And since we just had Father’s Day, I’d like to share some good home-spun parenting advice for new dads – as the title reads – suggested by my good friend Ron, who gave me permission to edit and share.

A Father’s Field Guide to Dressing a Small Child…

It’s best to let the mother of the child pick out the right clothes.  This will avoid questions like, “What were you thinking?” 

Once the outfit selection is complete, verify that a fresh diaper is installed on the child. Do not proceed if a foul odor is present or there is evidence of a soggy diaper.

If at any point in the process, you catch wind (sorry, not sorry for the pun) of an “unfresh” diaper situation, all progress must be stopped. I recommend immediate relocation of the child near or in the vicinity of the child’s mother. At this point, quietly extricate oneself from the area. 

After a fresh diaper is installed, you can recommence the dressing sequence, starting with a shirt. 

Place the shirt carefully over the head, onto the shoulders, and then one arm at a time is wrestled through the appropriate side. Note: Selecting the wrong hole results in a backward installation and extreme female irritation – often expressed with questions like, “Am I going to have to finish this?” For your health and safety, do not answer – just quickly and quietly fix your horrendous error.

At this point, take 10 minutes to recuperate – you won’t make it through the process if you don’t pace yourself. However, it is best to do so as unobtrusively as possible.

Again, check for a fresh diaper.  Be aware that there is a tendency for the child’s plumbing to trigger during dressing activities.  

Slip on the shorts or overalls. Tuck in a shirt if appropriate.  A ragged-looking child does not reflect your parenting skills to the mother or virtually any other female.  I cannot explain this phenomenon. 

If the process is not completed at this point, expect the mother to take over with a measure of exasperation. How large or small that exasperation is depends entirely on the amount of time you have expended up to this point. Power knowledge: Acting clueless will not be of any benefit.

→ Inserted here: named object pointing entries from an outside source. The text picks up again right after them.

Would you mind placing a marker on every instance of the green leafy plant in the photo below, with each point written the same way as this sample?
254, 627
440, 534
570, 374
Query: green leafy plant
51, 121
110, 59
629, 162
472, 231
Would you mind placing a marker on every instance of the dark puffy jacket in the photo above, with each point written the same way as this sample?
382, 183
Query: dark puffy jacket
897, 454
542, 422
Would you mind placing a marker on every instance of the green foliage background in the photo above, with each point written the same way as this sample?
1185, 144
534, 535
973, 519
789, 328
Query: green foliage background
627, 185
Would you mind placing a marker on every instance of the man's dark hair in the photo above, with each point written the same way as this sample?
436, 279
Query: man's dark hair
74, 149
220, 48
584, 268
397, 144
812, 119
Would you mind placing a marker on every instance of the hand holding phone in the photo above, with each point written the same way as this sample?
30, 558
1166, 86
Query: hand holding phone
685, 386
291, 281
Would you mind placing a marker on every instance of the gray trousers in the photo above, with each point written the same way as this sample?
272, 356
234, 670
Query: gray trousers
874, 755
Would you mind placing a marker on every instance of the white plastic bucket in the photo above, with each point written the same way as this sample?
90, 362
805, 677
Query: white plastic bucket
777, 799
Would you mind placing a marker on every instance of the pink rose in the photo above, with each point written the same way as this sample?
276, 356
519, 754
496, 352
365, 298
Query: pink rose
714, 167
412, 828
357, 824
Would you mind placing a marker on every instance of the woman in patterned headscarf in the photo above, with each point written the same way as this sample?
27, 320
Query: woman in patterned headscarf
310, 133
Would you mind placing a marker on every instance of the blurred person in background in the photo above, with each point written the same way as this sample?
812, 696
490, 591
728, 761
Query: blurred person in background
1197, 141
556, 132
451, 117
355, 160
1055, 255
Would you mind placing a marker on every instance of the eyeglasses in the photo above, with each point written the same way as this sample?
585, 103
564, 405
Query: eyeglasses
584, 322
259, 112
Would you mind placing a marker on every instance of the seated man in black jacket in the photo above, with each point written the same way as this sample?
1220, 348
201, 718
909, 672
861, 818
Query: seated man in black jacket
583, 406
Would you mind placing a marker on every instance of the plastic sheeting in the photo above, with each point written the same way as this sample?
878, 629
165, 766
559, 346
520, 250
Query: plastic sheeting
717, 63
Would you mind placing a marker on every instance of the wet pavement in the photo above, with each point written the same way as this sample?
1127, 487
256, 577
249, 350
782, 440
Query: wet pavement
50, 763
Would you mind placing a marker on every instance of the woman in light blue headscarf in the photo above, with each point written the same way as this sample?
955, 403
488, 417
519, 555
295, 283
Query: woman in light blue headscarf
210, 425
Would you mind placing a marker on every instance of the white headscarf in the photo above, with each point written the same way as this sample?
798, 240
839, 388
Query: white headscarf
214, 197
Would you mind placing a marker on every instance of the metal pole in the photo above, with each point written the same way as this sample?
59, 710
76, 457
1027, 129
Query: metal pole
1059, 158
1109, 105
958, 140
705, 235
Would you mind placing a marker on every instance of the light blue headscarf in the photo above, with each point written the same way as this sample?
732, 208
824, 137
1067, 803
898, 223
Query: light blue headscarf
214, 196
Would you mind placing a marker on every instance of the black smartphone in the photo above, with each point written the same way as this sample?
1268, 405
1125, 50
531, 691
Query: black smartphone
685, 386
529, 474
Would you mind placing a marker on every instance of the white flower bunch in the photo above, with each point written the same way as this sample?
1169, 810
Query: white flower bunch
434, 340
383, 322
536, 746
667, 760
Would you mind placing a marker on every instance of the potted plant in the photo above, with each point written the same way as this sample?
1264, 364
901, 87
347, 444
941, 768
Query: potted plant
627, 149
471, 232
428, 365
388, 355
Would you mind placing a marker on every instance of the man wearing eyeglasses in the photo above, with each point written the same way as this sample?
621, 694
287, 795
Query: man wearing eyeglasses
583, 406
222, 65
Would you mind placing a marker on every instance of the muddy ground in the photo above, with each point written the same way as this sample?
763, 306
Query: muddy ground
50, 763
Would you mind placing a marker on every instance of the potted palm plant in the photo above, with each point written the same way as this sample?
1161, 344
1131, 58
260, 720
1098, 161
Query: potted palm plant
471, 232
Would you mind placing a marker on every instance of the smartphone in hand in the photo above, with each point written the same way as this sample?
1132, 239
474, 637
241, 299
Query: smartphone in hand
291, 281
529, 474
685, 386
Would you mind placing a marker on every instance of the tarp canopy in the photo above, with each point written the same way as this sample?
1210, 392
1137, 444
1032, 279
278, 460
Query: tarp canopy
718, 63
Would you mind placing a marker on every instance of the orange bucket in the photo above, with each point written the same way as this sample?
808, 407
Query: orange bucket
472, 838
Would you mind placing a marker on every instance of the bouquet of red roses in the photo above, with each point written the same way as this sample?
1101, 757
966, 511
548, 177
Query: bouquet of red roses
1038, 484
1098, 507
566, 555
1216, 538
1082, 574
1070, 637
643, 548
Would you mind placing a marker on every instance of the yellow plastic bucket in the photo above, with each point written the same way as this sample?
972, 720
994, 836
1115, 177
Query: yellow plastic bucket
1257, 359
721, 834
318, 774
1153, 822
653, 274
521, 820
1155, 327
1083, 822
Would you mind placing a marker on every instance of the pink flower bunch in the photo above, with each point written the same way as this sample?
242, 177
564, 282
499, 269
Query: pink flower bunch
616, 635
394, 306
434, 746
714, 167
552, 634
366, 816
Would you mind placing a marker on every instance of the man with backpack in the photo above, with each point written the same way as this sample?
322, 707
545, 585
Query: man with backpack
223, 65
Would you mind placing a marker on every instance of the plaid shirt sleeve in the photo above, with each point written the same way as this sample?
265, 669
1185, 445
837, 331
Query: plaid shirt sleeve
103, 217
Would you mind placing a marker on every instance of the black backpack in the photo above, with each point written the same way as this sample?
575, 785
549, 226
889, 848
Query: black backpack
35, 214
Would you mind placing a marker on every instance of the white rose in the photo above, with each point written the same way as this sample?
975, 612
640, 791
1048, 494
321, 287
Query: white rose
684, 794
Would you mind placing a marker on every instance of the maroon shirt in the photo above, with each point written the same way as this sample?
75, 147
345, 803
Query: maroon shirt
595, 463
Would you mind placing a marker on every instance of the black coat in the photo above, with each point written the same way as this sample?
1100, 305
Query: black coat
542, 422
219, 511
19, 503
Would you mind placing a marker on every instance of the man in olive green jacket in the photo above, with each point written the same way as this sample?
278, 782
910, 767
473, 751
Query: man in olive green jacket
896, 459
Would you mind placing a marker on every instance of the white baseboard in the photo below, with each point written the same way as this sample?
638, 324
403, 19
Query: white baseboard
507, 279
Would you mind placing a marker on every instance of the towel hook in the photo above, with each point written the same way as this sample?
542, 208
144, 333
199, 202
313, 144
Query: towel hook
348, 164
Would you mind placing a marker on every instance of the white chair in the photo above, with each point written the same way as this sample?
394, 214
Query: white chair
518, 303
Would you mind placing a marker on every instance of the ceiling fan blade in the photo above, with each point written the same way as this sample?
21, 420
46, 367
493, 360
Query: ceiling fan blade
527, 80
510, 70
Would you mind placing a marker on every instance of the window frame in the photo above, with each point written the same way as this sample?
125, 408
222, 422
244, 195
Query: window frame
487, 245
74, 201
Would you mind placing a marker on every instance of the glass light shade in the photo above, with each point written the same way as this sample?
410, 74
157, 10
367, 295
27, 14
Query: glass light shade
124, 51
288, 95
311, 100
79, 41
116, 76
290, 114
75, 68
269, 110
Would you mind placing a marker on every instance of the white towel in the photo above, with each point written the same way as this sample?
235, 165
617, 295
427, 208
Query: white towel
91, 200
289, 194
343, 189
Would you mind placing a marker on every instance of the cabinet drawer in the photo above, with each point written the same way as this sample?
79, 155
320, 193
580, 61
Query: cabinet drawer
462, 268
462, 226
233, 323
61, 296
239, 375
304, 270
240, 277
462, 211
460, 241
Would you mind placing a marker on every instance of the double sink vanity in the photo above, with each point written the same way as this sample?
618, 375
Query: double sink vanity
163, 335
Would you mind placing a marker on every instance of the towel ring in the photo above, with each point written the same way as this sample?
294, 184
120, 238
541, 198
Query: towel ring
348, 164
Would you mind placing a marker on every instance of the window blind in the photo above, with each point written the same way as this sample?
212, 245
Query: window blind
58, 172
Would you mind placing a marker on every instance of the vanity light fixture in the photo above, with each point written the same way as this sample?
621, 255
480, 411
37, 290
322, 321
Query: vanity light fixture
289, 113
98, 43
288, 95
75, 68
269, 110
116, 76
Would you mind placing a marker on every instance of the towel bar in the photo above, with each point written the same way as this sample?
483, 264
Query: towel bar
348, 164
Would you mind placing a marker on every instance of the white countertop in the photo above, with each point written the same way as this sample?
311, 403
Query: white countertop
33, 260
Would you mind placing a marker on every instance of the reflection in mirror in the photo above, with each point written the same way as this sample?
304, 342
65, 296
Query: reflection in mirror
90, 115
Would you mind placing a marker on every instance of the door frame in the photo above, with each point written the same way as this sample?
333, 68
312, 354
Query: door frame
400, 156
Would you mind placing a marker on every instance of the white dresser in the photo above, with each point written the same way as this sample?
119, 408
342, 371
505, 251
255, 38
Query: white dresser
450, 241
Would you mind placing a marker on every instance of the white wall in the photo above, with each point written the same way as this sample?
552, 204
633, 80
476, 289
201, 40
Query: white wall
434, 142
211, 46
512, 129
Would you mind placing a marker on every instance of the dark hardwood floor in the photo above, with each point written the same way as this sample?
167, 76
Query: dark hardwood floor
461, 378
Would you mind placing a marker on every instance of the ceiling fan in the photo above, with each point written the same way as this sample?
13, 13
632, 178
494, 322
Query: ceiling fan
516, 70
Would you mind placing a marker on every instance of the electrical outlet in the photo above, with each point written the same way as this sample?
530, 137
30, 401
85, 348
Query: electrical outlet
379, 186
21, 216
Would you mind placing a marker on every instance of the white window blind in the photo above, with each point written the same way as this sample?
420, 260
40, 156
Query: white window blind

Good luck – you will probably need that along with copious amounts of grace. But trust me on this, you are making memories and smiles that will last long beyond those precious childhood years.

May God bless all the new parents and children in the LOU community – and remember what Jesus said, “Let the little children come to me, and don’t stop them, because the kingdom of God belongs to such as these.” (Luke‬ 18‬:16‬ CSB)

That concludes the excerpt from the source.